Check Professional-Data-Engineer free dumps before getting the full version:
NEW QUESTION 1
You work for a mid-sized enterprise that needs to move its operational system transaction data from an on-premises database to GCP. The database is about 20 TB in size. Which database should you choose?
- A. Cloud SQL
- B. Cloud Bigtable
- C. Cloud Spanner
- D. Cloud Datastore
NEW QUESTION 2
You are running a pipeline in Cloud Dataflow that receives messages from a Cloud Pub/Sub topic and writes the results to a BigQuery dataset in the EU. Currently, your pipeline is located in europe-west4 and has a maximum of 3 workers, instance type n1-standard-1. You notice that during peak periods, your pipeline is struggling to process records in a timely fashion, when all 3 workers are at maximum CPU utilization. Which two actions can you take to increase performance of your pipeline? (Choose two.)
- A. Increase the number of max workers
- B. Use a larger instance type for your Cloud Dataflow workers
- C. Change the zone of your Cloud Dataflow pipeline to run in us-central1
- D. Create a temporary table in Cloud Bigtable that will act as a buffer for new dat
- E. Create a new step in your pipeline to write to this table first, and then create a new pipeline to write from Cloud Bigtable to BigQuery
- F. Create a temporary table in Cloud Spanner that will act as a buffer for new dat
- G. Create a new step in your pipeline to write to this table first, and then create a new pipeline to write from Cloud Spanner to BigQuery
NEW QUESTION 3
Government regulations in your industry mandate that you have to maintain an auditable record of access to certain types of datA. Assuming that all expiring logs will be archived correctly, where should you store data that is subject to that mandate?
- A. Encrypted on Cloud Storage with user-supplied encryption key
- B. A separate decryption key will be given to each authorized user.
- C. In a BigQuery dataset that is viewable only by authorized personnel, with the Data Access log used to provide the auditability.
- D. In Cloud SQL, with separate database user names to each use
- E. The Cloud SQL Admin activity logs will be used to provide the auditability.
- F. In a bucket on Cloud Storage that is accessible only by an AppEngine service that collects user information and logs the access before providing a link to the bucket.
NEW QUESTION 4
You work for a manufacturing plant that batches application log files together into a single log file once a day at 2:00 AM. You have written a Google Cloud Dataflow job to process that log file. You need to make sure the log file in processed once per day as inexpensively as possible.
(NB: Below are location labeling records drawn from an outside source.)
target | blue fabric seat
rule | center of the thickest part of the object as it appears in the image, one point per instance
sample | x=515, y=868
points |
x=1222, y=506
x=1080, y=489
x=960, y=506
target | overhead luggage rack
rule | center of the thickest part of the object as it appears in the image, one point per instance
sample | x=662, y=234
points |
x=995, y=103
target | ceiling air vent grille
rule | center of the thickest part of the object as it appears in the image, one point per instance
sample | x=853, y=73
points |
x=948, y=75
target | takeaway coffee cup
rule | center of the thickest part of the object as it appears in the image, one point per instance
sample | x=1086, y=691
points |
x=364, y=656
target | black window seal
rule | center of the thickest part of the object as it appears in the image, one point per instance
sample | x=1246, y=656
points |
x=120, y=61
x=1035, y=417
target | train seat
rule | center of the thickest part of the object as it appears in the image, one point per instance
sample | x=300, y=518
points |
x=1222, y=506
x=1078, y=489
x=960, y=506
What should you do?
- A. Change the processing job to use Google Cloud Dataproc instead.
- B. Manually start the Cloud Dataflow job each morning when you get into the office.
- C. Create a cron job with Google App Engine Cron Service to run the Cloud Dataflow job.
- D. Configure the Cloud Dataflow job as a streaming job so that it processes the log data immediately.
NEW QUESTION 5
You are building new real-time data warehouse for your company and will use Google BigQuery streaming inserts. There is no guarantee that data will only be sent in once but you do have a unique ID for each row of data and an event timestamp. You want to ensure that duplicates are not included while interactively querying data. Which query type should you use?
- A. Include ORDER BY DESK on timestamp column and LIMIT to 1.
- B. Use GROUP BY on the unique ID column and timestamp column and SUM on the values.
- C. Use the LAG window function with PARTITION by unique ID along with WHERE LAG IS NOT NULL.
- D. Use the ROW_NUMBER window function with PARTITION by unique ID along with WHERE row equals 1.
NEW QUESTION 6
You architect a system to analyze seismic data. Your extract, transform, and load (ETL) process runs as a series of MapReduce jobs on an Apache Hadoop cluster. The ETL process takes days to process a data set because some steps are computationally expensive. Then you discover that a sensor calibration step has been omitted. How should you change your ETL process to carry out sensor calibration systematically in the future?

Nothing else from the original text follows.